Professor Ann Morgan, Professor of Rheumatology at the NIHR Leeds BRC, has played a key role in a ground-breaking study on large-vessel vasculitis (LVV), which was led by the NIHR Imperial BRC in collaboration with the NIHR Leeds and Oxford Biomedical Research Centres. This significant research sheds new light on the shared biology of two major forms of LVV, giant cell arteritis (GCA) and Takayasu arteritis (TAK), offering insights into potential new treatment and diagnostic approaches.
Large-vessel vasculitis (LVV) is a group of diseases that cause inflammation in arteries, leading to complications like sight loss, stroke, and aortic aneurysms. It is most commonly caused by giant cell arteritis (GCA) or Takayasu arteritis (TAK), which were previously considered separate conditions. However, new research suggests these diseases may have overlapping biology, which could impact treatment approaches.

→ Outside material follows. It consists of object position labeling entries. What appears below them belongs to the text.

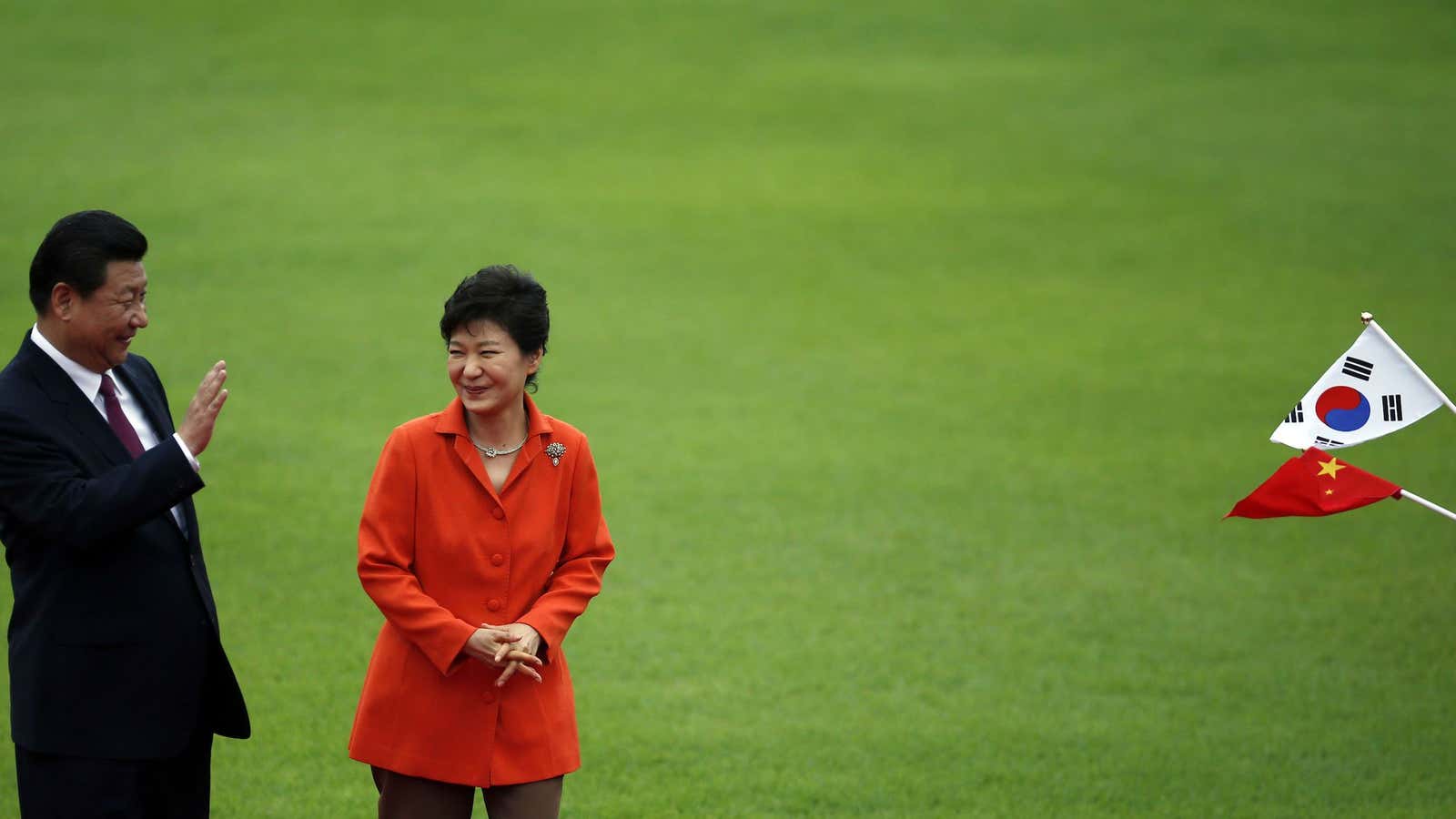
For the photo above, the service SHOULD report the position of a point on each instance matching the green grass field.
(922, 347)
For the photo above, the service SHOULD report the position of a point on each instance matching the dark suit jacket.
(114, 639)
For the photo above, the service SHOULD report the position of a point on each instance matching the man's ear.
(63, 300)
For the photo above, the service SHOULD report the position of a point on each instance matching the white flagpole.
(1370, 321)
(1426, 503)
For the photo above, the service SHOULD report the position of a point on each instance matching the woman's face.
(488, 368)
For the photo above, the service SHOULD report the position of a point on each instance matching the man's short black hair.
(77, 249)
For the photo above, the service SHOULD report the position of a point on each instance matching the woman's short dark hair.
(77, 251)
(507, 296)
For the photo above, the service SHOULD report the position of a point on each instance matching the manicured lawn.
(921, 349)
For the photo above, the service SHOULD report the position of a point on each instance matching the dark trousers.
(76, 787)
(411, 797)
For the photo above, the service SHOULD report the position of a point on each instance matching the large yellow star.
(1330, 468)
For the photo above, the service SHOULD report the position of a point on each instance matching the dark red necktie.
(116, 419)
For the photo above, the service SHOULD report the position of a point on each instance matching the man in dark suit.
(118, 680)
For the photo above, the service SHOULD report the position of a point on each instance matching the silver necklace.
(492, 452)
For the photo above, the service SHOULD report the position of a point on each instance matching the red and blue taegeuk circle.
(1343, 409)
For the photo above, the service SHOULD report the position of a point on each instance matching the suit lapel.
(73, 405)
(149, 397)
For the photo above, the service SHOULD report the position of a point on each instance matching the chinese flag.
(1314, 484)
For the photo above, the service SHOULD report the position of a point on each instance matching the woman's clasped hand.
(511, 647)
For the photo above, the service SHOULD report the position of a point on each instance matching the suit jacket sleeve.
(388, 554)
(47, 491)
(584, 559)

The recent study published in Arthritis and Rheumatology used proteomic technologies to analyse blood protein levels in nearly 300 patients with GCA or TAK, as well as unaffected individuals. The findings revealed that the protein profiles in GCA and TAK were remarkably similar, suggesting significant overlap in the diseases’ biology. The study highlighted the roles of macrophages and structural artery cells in the progression of LVV and their potential as targets for treatment.
In addition, the research team identified several proteins that could improve the accuracy of blood tests for monitoring disease activity in TAK. By combining these proteins into multi-protein signatures, they demonstrated significantly better diagnostic accuracy compared to current single-protein tests, offering potential benefits in diagnosing and monitoring LVV.
Professor Morgan expressed her optimism about the potential impact of the study: “We are extremely encouraged by these early results, which could pave the way for the development of more accurate and reliable blood tests for diagnosing and monitoring large-vessel vasculitis. We are hopeful that these advances will eventually lead to the introduction of new diagnostic tools in the NHS, improving patient care and enabling earlier, more targeted treatments.”
This research was funded by the MRC TARGET Partnership, with collaboration from the Imperial, Leeds, and Oxford NIHR Biomedical Research Centres with additional funding from NIHR, Vasculitis UK, the Medical Research Foundation and UKRI.
These findings offer new hope for more effective treatments and improved diagnostic tools for patients with LVV.